In 2008, a group of Croatian and Serbian musicians erected a statue of Bob Marley to symbolize Serbia's dedication to creating enduring peace in the Balkans. In New Zealand, Marley's music has become an integral part of the celebrations of Waitangi Day, an important national holiday celebrating peace accords between European settlers and native Maori tribes. In Canada earlier this year, Toronto Mayor Rob Ford officially declared Marley's birthday an official holiday. The world over, it's as if Marley were still alive.
To those familiar with the Marley of murals and novelty merchandise of all kinds, he may seem like the world's cheeriest stoner. But his legacy has endured because it's far more complex than that. His ability to convey sophisticated political critique and deep spiritual musings through music remains unmatched. The sociopolitical issues he tackled are still the most pressing issues facing our world today, but nobody has addressed them with the clarity he did.
Though he died more than three decades ago, Bob Marley is the still the most vital musical voice of our generation.
Beyond helping everyone "get together and feel all right," the majority of Marley's canon sought to describe and subsequently dismantle oppression in all its forms. He was unflinchingly precise in his assessment of society's ails, whether tackling income inequality on "Burning and Looting" or endemic racism on "War," on which he sang, "Until the philosophy which hold one race / Superior / And another inferior is finally and permanently discredited and abandoned — everywhere is war."
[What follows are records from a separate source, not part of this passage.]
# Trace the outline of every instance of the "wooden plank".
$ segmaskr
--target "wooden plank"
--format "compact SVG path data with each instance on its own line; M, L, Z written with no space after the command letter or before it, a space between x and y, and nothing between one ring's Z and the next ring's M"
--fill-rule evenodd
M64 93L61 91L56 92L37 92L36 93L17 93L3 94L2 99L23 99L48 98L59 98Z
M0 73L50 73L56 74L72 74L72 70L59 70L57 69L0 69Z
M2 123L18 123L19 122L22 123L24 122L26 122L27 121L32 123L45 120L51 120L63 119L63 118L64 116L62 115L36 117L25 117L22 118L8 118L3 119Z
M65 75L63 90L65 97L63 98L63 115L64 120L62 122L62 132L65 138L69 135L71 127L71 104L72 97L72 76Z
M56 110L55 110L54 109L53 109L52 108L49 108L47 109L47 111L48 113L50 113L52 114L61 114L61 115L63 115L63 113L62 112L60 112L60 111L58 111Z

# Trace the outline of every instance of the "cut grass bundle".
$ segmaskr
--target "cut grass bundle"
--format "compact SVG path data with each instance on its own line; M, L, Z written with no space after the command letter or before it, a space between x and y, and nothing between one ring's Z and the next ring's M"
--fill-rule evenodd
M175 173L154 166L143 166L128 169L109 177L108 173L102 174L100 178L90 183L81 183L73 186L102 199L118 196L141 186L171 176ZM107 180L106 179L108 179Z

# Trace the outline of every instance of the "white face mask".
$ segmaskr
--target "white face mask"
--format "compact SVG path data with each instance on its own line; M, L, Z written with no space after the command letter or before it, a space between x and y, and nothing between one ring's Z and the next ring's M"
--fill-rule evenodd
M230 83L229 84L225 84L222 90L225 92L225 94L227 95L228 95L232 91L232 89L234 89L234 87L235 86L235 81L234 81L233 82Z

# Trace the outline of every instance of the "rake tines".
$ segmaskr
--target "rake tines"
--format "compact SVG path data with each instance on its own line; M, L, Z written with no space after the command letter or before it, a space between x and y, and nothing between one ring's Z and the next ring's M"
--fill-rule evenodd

But his solutions were of the biggest and truest variety: If the problems he saw in the world are around to this day, so too are the solutions. He blended the practical and the philosophical. "Emancipate yourself from mental slavery, none but ourselves can free our minds," he sang on "Redemption Song" (a paraphrase of Marcus Garvey), and he inspired millions to do the same. Bono, one of today's greatest musical philanthropists, has said he carries a copy of the song with him whenever he goes to meet with politicians, prime ministers or businessmen.
"It was for me a prophetic utterance," Bono said, "or as Bob would say, 'the small ax that could fell the big tree.'"
But though his legacy inspired millions, Marley's continued importance is arguably due to the fact that nobody has been able to carry on his legacy in the ways that really count. He almost singlehandedly popularized reggae, sharing its social critique and upbeat, inspirational positivity with the world. Yet since his death, it's continued as a popular sound without any of its original social consciousness — take Rihanna's "Man Down" or Magic's "Rude!," both of which use reggae to signify "exotic."
This is why Marley remains in a class of his own, a face and voice known the world over. The man unwittingly predicted his own immortality on "Pass It On": "Live for yourself, you will live in vain. Live for others, you will live again." Bob Marley truly lived in the service of others, working tirelessly to inspire and empower the disenfranchised and oppressed. He made us all feel how beautiful a unified and peaceful world would be.
The desires to see that political reform and peace still endure today, but since Marley's death, no popular musician has been able to see the problems or the path away from them as clearly. Until someone does, or until the ills that plague our world are solved, Marley will endure as the spokesman for every generation that follows.